More interviews and profiles: Christopher Bell (Playlist), Dustin Chang (Twitch), and R. Kurt Osenlund (Filmmaker). Petzold’s also a guest on the Leonard Lopate Show. Interviews with Nina Hoss: R. Emmet Sweeney (Film Comment), Ben Umstead (Twitch), and Hillary Weston (BlackBook).

Updates, 1/9: David D’Arcy: “There is something of the visual fable in Barbara that reminded me of a storytelling strategy in painting in the 15th and 16th centuries, in which a saint with a clearly identifiable attribute and a familiar biography is at the center of the frame, surrounded by miniature scenes from her life, one of which tended to be martyrdom. The bicycle becomes the saintly attribute, as the tower was for Saint Barbara, who was imprisoned there by her Roman father, lest suitors get to her—at least, that’s what legend tells us.”
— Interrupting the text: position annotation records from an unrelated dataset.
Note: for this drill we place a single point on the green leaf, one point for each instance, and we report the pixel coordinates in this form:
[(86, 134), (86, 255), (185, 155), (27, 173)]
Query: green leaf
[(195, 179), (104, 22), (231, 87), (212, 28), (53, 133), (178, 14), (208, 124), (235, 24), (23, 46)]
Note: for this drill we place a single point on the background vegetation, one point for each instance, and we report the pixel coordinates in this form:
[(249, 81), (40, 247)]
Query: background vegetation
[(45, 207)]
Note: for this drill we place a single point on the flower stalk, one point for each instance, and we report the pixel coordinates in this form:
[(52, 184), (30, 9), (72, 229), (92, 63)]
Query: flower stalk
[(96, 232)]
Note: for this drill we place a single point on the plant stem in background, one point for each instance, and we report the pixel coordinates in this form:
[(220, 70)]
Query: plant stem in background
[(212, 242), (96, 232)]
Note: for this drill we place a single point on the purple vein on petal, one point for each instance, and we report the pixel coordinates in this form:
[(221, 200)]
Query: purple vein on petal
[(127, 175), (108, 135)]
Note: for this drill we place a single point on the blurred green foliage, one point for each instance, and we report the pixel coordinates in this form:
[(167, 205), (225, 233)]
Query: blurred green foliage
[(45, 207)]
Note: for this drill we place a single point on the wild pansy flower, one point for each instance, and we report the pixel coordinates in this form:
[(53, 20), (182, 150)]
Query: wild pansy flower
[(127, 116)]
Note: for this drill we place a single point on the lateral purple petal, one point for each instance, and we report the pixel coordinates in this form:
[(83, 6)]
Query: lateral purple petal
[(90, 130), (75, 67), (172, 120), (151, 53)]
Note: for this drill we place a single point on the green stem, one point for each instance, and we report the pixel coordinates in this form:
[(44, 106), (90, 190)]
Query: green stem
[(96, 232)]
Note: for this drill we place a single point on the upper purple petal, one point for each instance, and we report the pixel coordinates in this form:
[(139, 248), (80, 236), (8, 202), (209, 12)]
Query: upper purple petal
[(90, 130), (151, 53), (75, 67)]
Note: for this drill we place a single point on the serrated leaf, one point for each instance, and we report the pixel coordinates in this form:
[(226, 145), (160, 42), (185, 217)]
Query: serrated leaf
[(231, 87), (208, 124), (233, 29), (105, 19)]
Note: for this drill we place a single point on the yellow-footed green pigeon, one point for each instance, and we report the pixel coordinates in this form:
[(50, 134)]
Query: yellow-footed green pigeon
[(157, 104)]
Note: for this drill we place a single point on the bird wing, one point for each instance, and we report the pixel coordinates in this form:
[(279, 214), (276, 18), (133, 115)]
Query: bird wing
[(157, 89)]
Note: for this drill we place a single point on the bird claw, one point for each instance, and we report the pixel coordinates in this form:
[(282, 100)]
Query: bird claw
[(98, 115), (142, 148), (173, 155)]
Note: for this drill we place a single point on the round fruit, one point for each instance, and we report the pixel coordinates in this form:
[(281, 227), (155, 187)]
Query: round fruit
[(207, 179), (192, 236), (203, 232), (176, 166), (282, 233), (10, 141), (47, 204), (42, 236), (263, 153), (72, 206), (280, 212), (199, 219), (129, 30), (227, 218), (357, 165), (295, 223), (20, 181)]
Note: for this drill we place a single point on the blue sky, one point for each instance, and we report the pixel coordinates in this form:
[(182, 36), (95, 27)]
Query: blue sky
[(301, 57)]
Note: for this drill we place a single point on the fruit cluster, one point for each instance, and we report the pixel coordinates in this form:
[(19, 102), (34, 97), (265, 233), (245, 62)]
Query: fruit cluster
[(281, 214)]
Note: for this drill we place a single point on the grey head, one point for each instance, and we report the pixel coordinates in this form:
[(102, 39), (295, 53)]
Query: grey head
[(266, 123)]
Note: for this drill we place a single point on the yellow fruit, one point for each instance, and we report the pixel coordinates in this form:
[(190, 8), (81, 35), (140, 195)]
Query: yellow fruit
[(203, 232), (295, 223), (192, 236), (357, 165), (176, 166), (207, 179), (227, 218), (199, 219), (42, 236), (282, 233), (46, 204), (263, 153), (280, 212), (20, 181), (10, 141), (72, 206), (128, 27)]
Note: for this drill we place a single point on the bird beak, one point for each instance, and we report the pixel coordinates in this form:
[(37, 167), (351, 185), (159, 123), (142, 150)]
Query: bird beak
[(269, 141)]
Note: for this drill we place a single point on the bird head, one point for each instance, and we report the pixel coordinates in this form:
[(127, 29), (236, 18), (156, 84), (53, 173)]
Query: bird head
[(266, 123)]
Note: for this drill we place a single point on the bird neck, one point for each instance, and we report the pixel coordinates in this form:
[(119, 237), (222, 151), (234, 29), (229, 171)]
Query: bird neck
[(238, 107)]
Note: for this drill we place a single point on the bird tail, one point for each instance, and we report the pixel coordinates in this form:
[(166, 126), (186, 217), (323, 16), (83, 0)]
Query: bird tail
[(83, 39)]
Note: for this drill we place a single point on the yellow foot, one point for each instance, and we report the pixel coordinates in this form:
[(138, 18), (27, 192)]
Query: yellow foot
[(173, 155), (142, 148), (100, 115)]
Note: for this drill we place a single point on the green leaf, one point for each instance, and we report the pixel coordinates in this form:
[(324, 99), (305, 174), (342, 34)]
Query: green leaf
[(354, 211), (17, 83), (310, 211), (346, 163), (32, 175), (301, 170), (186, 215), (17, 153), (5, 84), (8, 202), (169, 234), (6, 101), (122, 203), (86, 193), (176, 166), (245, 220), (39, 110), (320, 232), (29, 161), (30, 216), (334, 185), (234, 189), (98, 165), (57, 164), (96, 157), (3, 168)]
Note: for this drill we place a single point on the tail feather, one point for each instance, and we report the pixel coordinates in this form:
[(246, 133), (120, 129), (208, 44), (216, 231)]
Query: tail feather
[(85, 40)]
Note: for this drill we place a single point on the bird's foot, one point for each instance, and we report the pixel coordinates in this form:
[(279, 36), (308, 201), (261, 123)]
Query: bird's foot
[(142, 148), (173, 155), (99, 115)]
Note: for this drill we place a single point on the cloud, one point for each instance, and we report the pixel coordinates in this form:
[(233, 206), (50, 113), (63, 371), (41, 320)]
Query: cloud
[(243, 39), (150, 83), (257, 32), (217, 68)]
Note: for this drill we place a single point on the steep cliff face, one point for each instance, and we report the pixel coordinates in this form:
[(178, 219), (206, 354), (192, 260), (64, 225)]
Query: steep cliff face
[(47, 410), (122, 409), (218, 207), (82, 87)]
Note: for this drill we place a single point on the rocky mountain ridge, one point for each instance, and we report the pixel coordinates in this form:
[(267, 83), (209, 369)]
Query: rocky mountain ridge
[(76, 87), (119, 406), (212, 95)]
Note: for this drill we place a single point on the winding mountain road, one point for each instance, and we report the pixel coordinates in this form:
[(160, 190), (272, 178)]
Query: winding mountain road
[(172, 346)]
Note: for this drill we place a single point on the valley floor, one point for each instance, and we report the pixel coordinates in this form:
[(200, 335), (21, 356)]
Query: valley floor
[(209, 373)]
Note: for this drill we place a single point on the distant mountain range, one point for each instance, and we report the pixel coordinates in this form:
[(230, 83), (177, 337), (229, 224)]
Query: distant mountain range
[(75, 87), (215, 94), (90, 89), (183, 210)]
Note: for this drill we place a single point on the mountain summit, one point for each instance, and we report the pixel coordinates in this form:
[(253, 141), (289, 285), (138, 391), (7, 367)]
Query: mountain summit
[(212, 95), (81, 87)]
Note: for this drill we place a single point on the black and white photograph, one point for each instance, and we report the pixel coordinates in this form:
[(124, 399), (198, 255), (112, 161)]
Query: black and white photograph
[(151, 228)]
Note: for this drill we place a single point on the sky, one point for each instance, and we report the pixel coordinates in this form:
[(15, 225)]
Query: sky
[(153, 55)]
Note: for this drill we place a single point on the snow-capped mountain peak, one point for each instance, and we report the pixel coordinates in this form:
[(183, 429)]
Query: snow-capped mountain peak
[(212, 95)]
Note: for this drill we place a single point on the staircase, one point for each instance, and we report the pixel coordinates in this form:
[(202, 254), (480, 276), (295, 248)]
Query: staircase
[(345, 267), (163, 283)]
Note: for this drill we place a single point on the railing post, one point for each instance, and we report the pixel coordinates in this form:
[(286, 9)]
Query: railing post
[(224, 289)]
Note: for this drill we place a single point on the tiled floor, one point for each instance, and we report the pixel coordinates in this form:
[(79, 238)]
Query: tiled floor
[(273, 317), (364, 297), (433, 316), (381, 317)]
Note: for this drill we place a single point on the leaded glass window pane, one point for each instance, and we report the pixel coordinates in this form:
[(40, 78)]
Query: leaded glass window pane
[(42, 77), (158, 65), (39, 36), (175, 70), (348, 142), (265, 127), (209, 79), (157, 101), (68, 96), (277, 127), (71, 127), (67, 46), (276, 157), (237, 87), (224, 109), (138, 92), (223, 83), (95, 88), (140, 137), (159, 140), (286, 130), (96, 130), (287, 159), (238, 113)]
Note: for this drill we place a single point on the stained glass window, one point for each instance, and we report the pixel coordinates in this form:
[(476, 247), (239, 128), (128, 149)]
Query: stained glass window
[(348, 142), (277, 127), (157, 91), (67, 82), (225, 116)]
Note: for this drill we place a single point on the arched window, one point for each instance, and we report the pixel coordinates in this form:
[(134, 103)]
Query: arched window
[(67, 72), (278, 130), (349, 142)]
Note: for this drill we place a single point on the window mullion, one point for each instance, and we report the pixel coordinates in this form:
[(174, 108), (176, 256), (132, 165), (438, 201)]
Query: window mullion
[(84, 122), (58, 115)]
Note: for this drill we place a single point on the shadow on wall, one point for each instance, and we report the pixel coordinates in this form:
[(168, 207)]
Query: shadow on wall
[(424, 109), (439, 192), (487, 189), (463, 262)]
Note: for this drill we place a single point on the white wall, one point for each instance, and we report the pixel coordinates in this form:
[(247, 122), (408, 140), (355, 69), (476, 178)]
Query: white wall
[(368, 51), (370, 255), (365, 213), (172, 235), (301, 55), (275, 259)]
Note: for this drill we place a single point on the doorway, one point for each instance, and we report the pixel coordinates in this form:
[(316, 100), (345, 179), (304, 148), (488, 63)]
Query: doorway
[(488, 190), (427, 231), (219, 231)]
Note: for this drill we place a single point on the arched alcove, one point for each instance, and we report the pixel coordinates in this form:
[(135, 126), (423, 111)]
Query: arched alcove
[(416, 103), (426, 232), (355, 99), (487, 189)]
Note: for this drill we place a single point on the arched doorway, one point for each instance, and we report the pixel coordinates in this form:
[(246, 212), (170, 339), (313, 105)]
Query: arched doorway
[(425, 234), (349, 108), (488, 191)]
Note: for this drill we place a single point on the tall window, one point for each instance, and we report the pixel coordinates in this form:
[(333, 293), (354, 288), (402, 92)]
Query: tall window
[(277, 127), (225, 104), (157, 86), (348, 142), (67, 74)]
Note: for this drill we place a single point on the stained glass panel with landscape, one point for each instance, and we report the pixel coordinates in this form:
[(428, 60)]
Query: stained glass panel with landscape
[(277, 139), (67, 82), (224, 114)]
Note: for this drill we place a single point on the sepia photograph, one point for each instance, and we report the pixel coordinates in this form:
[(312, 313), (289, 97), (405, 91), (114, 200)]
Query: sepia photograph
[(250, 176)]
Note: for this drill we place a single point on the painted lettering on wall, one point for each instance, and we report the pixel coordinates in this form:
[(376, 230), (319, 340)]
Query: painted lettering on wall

Josef Braun: “Cageyness is elemental to all three of the Petzold films I’ve now seen—besides Barbara, I’ve also enjoyed its immediate predecessors Yella (2007) and Jerichow (2008)—each of which star the imminently watchable Nina Hoss. Petzold is very good with gauging distances, his camera very selective about when it grants us closer looks at faces or objects or anything that might contain secrets. Barbara doles out exposition slowly and carefully, building intrigue and unease, and Hoss, with her particular control of how shifts in thought register in her face and body, helps Petzold turn this building into a form of seduction.”

Updates, 1/12: Petzold “is a poet of anomie, an artist of penetrating sociological insight,” writes Michael Sicinski for the Nashville Scene. “Petzold invests Barbara with a warmer, more classicist look than usual; he has quite deliberately sanded down the more jagged edges of his directorial style. Nevertheless, Barbara retains the filmmaker’s clear-eyed materialism—not a surprise, since the film is another of Petzold’s frequent collaborations with leftist documentarian Harun Farocki. Power and violence saturate everyday life to such extent that they become a leaden weight in the body’s cells, an added gravity that ever so slightly impedes basic movement. Life under communism isn’t a glamorously horrific experience but a dull, throbbing banality—a slow grinding death. Compare this to the sensationalism of 4 Months, 3 Weeks & 2 Days, or the bromides of The Lives of Others, and Petzold’s contribution shines all the more brightly.”

Anna Altman gets a few words with Petzold for the New Yorker.